On Mon, Sep 20, 2010 at 10:41 AM, Derek O'Callaghan <[email protected]
> wrote:

> Hi Jeff, Jake,
>
> I think there may still be an issue with the clean step, even allowing for
> desiredRank-1 eigenvectors being created. If we run Jeff's
> TestClusterDumper.testKmeansSVD() as is:
>
> - desiredRank = 15
> - desiredRank -1 (14) raw eigenvectors are created
> - After the clean step, the last (14th) clean eigenvector always contains
> 0s. This means that we're left with 13 eigenvectors containing non-zero
> values.
>
> If I change the following:
>
>
> solver.run(testData, output, tmp, sampleData.size(), sampleDimension,
> false, desiredRank, 0.5, 0.0, true);
> Path cleanEigenvectors = new Path(output,
> EigenVerificationJob.CLEAN_EIGENVECTORS);
>
> to:
>
> solver.run(testData, output, tmp, sampleData.size(), sampleDimension,
> false, desiredRank);
> Path cleanEigenvectors = new Path(output,
> DistributedLanczosSolver.RAW_EIGENVECTORS);
>
> with desiredRank = 14, I get  14 eigenvectors with non-zero values.
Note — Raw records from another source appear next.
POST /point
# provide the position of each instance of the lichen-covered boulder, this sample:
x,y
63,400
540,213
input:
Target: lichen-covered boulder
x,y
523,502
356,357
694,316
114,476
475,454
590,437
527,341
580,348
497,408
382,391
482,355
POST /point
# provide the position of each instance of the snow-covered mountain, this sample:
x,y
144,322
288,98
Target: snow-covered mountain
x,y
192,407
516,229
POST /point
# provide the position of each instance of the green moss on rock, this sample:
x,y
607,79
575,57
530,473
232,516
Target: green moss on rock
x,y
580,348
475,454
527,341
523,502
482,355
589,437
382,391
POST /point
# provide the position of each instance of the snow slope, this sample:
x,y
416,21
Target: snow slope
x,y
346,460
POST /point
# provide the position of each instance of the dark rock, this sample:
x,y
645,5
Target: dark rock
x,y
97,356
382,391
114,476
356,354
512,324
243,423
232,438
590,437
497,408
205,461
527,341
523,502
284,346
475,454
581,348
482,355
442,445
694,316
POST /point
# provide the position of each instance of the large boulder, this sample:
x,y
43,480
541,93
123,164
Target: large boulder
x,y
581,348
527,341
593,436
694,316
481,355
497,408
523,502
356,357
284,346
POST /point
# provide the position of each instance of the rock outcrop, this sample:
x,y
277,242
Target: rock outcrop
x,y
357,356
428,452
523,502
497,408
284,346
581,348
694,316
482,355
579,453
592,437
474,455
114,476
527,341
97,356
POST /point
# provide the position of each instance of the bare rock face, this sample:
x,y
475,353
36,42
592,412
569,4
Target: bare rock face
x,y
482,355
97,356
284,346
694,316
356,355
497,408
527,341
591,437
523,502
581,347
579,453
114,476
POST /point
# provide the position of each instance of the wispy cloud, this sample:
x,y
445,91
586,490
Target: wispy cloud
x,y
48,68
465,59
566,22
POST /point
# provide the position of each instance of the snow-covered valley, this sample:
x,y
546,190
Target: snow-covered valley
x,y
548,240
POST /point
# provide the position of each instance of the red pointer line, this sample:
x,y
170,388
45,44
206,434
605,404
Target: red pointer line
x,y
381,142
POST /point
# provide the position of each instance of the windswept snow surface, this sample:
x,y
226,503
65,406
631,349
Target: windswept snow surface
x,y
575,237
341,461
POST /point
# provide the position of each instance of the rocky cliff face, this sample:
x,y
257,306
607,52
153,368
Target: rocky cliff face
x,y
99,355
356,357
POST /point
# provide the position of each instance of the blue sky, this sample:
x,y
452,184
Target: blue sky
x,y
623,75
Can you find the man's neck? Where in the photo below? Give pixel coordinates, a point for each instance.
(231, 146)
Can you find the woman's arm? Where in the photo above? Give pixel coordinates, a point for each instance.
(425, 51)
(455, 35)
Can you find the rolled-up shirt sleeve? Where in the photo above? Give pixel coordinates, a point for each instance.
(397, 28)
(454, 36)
This is
> what I expect, allowing for the fact that desiredRank - 1 eigenvectors are
> returned.
>
> It seems that after generating the raw, and then the clean eigenvectors, I
> consistently get desiredRank-2 eigenvectors with non-zero values, with the
> desiredRank-1 eigenvector having all zero values after the clean step. E.g.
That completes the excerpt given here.